HIVE-28363: Improve heuristics of FilterStatsRule without column stats #5337

okumin · 2024-07-08T08:26:04Z

What changes were proposed in this pull request?

Make FilterStatsRule reduce the number of filtered rows by half when # of distinct values is empty.
https://issues.apache.org/jira/browse/HIVE-28363

Why are the changes needed?

Simply, col IN (5) makes the estimated amount half, col IN (5, 10) keeps 100% of stats, col IN (5, 10, 15) keeps 100% of stats, and so on. I expect col IN ({arbitrary number of constants}) to filter out rows to some extent in almost all cases.

FilterStatsRule roughly estimates the number of rows filtered by IN to be {Original # of rows} * {1 / cardinality} * {# of values in IN}. The second term is estimated as 0.5 when column stats are unavailable. So, it always returns the original number when IN retains two constant values like col IN (1, 3).

Maybe, FilterStatsRule had behaved in the same way as this PR before, but this change slightly changed the formula to cover a special case. We will likely prefer the original formula when columns stats are not available.

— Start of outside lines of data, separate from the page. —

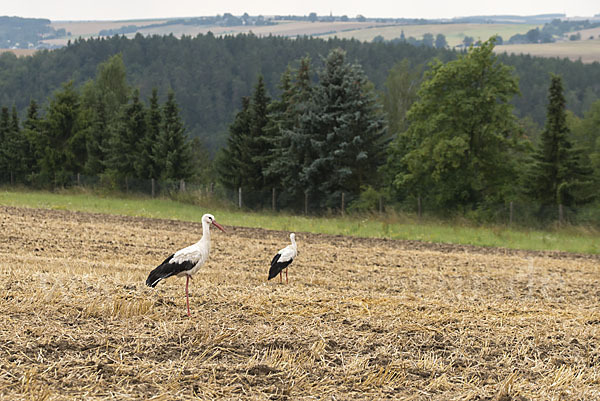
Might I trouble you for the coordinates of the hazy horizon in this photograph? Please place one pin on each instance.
(72, 10)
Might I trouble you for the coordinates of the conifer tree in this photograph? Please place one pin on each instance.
(558, 174)
(15, 148)
(62, 140)
(348, 131)
(232, 160)
(290, 119)
(4, 134)
(260, 142)
(147, 165)
(172, 151)
(124, 141)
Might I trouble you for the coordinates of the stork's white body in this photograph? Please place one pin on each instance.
(186, 261)
(283, 258)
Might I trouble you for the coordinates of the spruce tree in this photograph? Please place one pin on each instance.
(172, 151)
(124, 141)
(4, 134)
(232, 160)
(348, 131)
(290, 120)
(147, 165)
(558, 174)
(62, 140)
(260, 142)
(32, 131)
(15, 148)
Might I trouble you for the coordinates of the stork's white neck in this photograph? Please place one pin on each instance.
(205, 232)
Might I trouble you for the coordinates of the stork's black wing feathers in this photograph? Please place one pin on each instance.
(167, 269)
(277, 267)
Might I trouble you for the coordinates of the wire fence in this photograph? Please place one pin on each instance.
(512, 213)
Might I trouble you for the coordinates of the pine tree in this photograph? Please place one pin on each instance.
(15, 147)
(260, 142)
(4, 134)
(62, 140)
(147, 166)
(557, 174)
(172, 151)
(348, 131)
(290, 119)
(124, 141)
(32, 130)
(232, 160)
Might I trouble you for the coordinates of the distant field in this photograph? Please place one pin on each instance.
(19, 52)
(588, 51)
(455, 33)
(585, 50)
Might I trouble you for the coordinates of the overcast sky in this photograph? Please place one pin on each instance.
(142, 9)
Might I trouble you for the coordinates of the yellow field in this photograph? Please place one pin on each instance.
(588, 51)
(360, 319)
(454, 33)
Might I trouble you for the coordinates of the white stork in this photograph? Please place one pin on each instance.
(186, 261)
(283, 258)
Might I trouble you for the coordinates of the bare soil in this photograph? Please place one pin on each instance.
(360, 318)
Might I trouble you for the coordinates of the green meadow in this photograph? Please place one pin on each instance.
(388, 225)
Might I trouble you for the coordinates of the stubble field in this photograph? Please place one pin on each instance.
(360, 319)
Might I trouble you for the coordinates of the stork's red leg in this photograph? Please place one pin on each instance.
(187, 296)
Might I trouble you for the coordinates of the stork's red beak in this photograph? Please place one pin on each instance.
(220, 227)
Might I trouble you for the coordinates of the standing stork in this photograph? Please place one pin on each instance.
(186, 261)
(283, 258)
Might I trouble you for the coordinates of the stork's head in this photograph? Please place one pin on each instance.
(210, 219)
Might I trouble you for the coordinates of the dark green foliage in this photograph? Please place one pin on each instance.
(172, 152)
(147, 164)
(347, 132)
(291, 120)
(249, 147)
(124, 142)
(558, 173)
(259, 139)
(458, 149)
(14, 149)
(211, 74)
(62, 141)
(232, 161)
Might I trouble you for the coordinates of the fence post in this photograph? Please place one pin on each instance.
(560, 214)
(305, 203)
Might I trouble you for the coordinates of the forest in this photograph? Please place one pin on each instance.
(211, 74)
(320, 121)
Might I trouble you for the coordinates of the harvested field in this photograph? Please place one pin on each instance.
(360, 319)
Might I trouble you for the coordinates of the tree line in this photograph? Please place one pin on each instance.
(101, 129)
(443, 137)
(211, 74)
(451, 145)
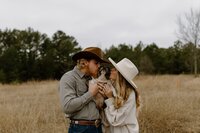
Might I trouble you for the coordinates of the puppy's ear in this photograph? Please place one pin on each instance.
(107, 75)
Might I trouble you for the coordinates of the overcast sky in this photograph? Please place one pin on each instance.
(99, 23)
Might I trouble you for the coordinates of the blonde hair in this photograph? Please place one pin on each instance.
(123, 90)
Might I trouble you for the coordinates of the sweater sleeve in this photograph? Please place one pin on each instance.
(70, 102)
(117, 117)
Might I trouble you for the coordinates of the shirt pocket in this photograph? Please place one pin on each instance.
(81, 89)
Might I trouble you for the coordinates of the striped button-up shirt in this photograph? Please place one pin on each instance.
(77, 102)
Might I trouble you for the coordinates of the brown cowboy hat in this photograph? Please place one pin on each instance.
(90, 53)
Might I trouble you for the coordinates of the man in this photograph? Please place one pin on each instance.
(76, 94)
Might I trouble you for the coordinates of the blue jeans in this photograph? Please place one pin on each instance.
(75, 128)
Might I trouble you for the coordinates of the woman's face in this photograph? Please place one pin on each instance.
(113, 74)
(93, 67)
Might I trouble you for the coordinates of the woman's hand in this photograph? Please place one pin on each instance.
(105, 90)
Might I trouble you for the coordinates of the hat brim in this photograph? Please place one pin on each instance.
(118, 69)
(88, 55)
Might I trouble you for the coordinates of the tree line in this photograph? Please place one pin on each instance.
(30, 55)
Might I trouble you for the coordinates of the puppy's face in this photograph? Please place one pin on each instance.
(104, 73)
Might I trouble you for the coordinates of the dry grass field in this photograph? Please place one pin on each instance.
(170, 104)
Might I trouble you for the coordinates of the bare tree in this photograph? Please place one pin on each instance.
(189, 31)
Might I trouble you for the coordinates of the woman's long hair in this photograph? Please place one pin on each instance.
(123, 90)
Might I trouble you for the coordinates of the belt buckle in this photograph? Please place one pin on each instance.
(97, 123)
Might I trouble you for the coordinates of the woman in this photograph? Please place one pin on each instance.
(121, 108)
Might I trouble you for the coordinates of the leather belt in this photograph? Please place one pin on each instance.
(86, 122)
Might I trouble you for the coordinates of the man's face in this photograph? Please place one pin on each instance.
(93, 67)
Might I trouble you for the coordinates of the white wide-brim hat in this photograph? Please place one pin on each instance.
(127, 69)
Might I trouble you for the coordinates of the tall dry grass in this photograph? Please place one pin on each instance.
(170, 104)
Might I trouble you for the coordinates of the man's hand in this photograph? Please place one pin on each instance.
(93, 87)
(105, 90)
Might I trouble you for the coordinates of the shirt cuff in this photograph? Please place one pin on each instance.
(109, 101)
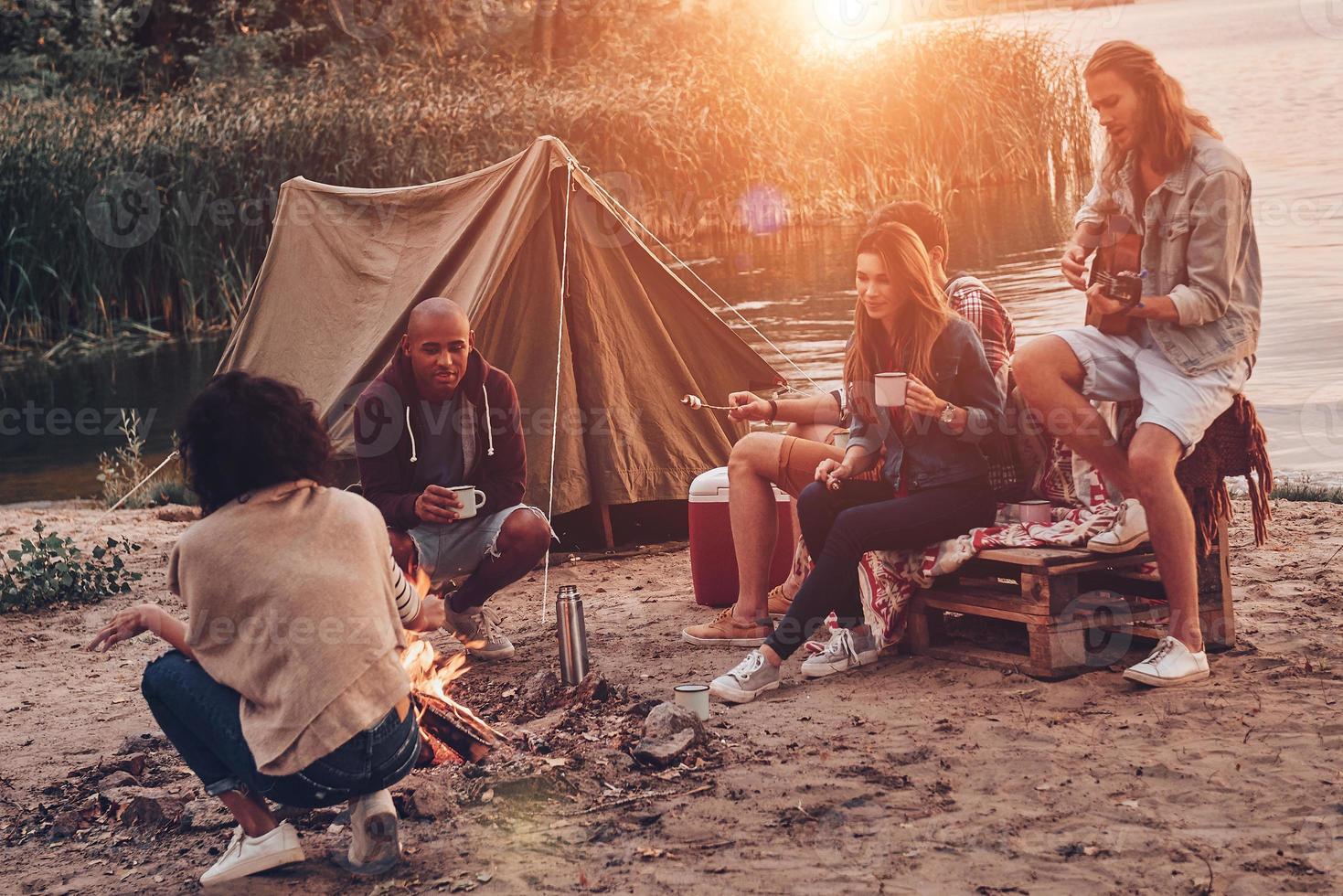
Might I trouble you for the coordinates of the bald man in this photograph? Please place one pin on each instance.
(438, 418)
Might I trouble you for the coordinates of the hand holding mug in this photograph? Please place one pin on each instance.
(438, 504)
(748, 406)
(920, 400)
(833, 473)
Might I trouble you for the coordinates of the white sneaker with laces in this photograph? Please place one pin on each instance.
(1128, 532)
(480, 630)
(251, 855)
(747, 680)
(845, 652)
(375, 844)
(1171, 664)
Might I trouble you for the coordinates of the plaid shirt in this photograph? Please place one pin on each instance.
(974, 301)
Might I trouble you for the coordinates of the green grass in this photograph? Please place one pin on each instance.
(939, 111)
(1306, 489)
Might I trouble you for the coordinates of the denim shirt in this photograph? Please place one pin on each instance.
(1199, 249)
(930, 453)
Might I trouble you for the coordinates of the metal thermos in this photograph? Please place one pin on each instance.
(571, 633)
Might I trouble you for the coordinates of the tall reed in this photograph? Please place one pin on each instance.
(684, 123)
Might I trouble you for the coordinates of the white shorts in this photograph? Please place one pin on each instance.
(1122, 368)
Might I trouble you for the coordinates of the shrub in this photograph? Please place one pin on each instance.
(48, 570)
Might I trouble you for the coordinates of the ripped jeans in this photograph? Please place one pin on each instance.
(202, 719)
(454, 549)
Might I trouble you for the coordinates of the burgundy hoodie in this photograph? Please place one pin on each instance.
(389, 423)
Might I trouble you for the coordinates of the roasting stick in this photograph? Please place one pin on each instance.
(139, 485)
(696, 403)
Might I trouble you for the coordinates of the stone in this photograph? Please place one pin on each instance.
(117, 779)
(424, 797)
(144, 806)
(594, 688)
(141, 741)
(667, 732)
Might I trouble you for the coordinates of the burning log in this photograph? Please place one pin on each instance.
(450, 732)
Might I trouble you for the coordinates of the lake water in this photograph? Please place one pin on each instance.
(1269, 73)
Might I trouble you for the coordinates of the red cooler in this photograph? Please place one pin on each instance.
(713, 561)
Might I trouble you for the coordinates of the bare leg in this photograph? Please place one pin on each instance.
(523, 541)
(250, 812)
(755, 523)
(1050, 379)
(1153, 457)
(801, 559)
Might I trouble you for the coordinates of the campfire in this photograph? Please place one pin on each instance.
(449, 731)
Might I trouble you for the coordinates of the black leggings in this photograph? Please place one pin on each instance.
(839, 527)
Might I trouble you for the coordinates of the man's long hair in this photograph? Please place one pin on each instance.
(922, 316)
(1167, 121)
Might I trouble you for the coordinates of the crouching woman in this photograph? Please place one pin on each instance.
(935, 480)
(285, 681)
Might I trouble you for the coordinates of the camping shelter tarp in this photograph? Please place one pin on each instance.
(346, 266)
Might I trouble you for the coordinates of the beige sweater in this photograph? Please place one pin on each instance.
(293, 606)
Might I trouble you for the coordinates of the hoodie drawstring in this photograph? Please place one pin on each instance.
(414, 458)
(489, 427)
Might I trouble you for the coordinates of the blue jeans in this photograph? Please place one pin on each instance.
(202, 719)
(839, 527)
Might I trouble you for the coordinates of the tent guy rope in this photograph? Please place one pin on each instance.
(559, 360)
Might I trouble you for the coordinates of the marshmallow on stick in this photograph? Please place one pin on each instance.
(696, 403)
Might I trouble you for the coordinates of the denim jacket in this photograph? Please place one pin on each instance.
(930, 453)
(1199, 249)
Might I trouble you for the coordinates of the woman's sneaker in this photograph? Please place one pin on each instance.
(375, 844)
(252, 855)
(747, 680)
(1171, 664)
(1128, 531)
(480, 630)
(847, 650)
(728, 630)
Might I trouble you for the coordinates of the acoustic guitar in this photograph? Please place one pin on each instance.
(1116, 262)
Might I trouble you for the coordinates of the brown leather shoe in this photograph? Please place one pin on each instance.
(778, 603)
(728, 632)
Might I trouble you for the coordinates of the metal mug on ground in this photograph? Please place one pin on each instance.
(693, 698)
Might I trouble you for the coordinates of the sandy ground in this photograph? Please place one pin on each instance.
(913, 775)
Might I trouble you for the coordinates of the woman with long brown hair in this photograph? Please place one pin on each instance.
(935, 481)
(1188, 347)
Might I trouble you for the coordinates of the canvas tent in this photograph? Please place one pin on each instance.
(346, 266)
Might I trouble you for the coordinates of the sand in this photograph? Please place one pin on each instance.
(912, 775)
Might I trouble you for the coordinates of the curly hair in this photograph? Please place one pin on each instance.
(243, 432)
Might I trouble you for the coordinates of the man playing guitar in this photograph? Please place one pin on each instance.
(1185, 349)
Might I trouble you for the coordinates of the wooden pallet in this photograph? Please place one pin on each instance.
(1079, 609)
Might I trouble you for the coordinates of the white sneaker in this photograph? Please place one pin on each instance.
(251, 855)
(375, 844)
(845, 652)
(1171, 664)
(747, 680)
(1128, 532)
(480, 630)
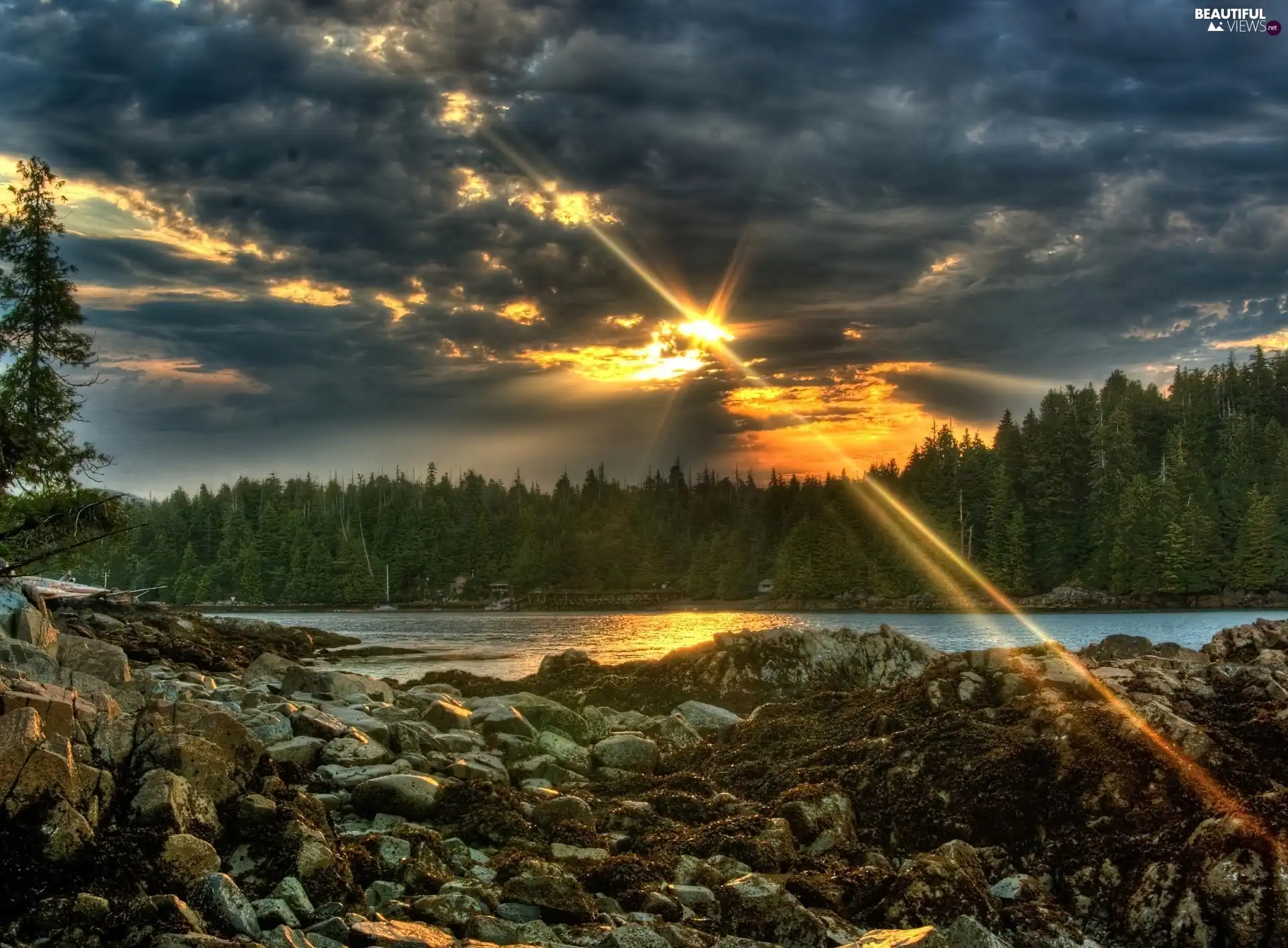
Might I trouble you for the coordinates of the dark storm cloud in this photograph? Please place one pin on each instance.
(995, 186)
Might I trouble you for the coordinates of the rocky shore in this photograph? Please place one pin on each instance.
(183, 782)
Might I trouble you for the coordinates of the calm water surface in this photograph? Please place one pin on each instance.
(511, 644)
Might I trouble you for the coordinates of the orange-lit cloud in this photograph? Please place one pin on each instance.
(309, 293)
(523, 312)
(472, 187)
(121, 213)
(398, 308)
(187, 372)
(131, 297)
(663, 360)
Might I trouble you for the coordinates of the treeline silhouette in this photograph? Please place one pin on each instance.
(1127, 488)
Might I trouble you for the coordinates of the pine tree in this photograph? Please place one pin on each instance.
(40, 331)
(1257, 562)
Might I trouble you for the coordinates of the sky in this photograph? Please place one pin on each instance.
(365, 235)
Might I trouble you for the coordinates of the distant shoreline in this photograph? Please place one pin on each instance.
(743, 606)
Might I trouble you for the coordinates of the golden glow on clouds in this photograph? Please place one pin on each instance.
(131, 297)
(523, 312)
(463, 111)
(663, 358)
(625, 322)
(398, 308)
(184, 371)
(568, 208)
(119, 213)
(1274, 340)
(473, 187)
(308, 291)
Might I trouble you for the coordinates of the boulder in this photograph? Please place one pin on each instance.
(311, 722)
(447, 715)
(405, 795)
(32, 661)
(394, 934)
(339, 684)
(222, 902)
(759, 908)
(32, 627)
(708, 719)
(821, 823)
(541, 713)
(168, 800)
(567, 753)
(189, 859)
(350, 751)
(496, 719)
(93, 657)
(938, 888)
(267, 668)
(562, 809)
(628, 753)
(302, 751)
(549, 886)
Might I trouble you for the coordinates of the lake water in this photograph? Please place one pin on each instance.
(511, 644)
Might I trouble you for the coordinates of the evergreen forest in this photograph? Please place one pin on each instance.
(1126, 488)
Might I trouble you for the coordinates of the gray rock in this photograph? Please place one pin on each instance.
(564, 809)
(337, 683)
(628, 753)
(311, 722)
(291, 892)
(634, 937)
(406, 795)
(93, 657)
(760, 908)
(302, 751)
(350, 751)
(541, 713)
(270, 727)
(567, 753)
(219, 898)
(708, 719)
(272, 912)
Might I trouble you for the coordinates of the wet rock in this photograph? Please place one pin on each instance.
(757, 907)
(447, 715)
(34, 629)
(634, 937)
(270, 727)
(348, 751)
(338, 684)
(566, 753)
(708, 719)
(499, 719)
(821, 823)
(550, 888)
(267, 668)
(452, 910)
(406, 795)
(221, 900)
(302, 751)
(561, 809)
(200, 761)
(311, 722)
(627, 753)
(93, 657)
(936, 888)
(396, 934)
(189, 859)
(541, 713)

Does this PR introduce any user-facing change?

No.

Is the change a dependency upgrade?

No.

How was this patch tested?

CREATE TABLE users (id INT);
INSERT INTO users VALUES (1), (2), (3), (4), (5), (6), (7), (8), (9), (10);
set hive.fetch.task.conversion=none;
set hive.stats.fetch.column.stats=false;
EXPLAIN SELECT * FROM users WHERE id IN (1);
EXPLAIN SELECT * FROM users WHERE id IN (1, 2);

sonarcloud · 2024-07-09T00:37:46Z

Quality Gate passed

Issues
4 New issues
0 Accepted issues

Measures
0 Security Hotspots
0.0% Coverage on New Code
0.0% Duplication on New Code

See analysis details on SonarCloud

kgyrtkirk · 2024-07-17T12:28:15Z

ql/src/java/org/apache/hadoop/hive/ql/optimizer/stats/annotation/StatsRulesProcFactory.java

@@ -557,14 +557,17 @@ private long evaluateInExpr(Statistics stats, ExprNodeDesc pred, long currNumRow
      }
      for (int i = 0; i < columnStats.size(); i++) {
        long dvs = columnStats.get(i) == null ? 0 : columnStats.get(i).getCountDistint();
-        long intersectionSize = estimateIntersectionSize(aspCtx.getConf(), columnStats.get(i), values.get(i));
+        if (dvs == 0) {
+          factor *= 0.5;


I think you could possibly introduce a hiveconf key for setting this parameter as well; I guess a default of .1 would be even better...

Can we use this property to tune the factor? It could not directly support your original intention, but it will likely work as well or even better.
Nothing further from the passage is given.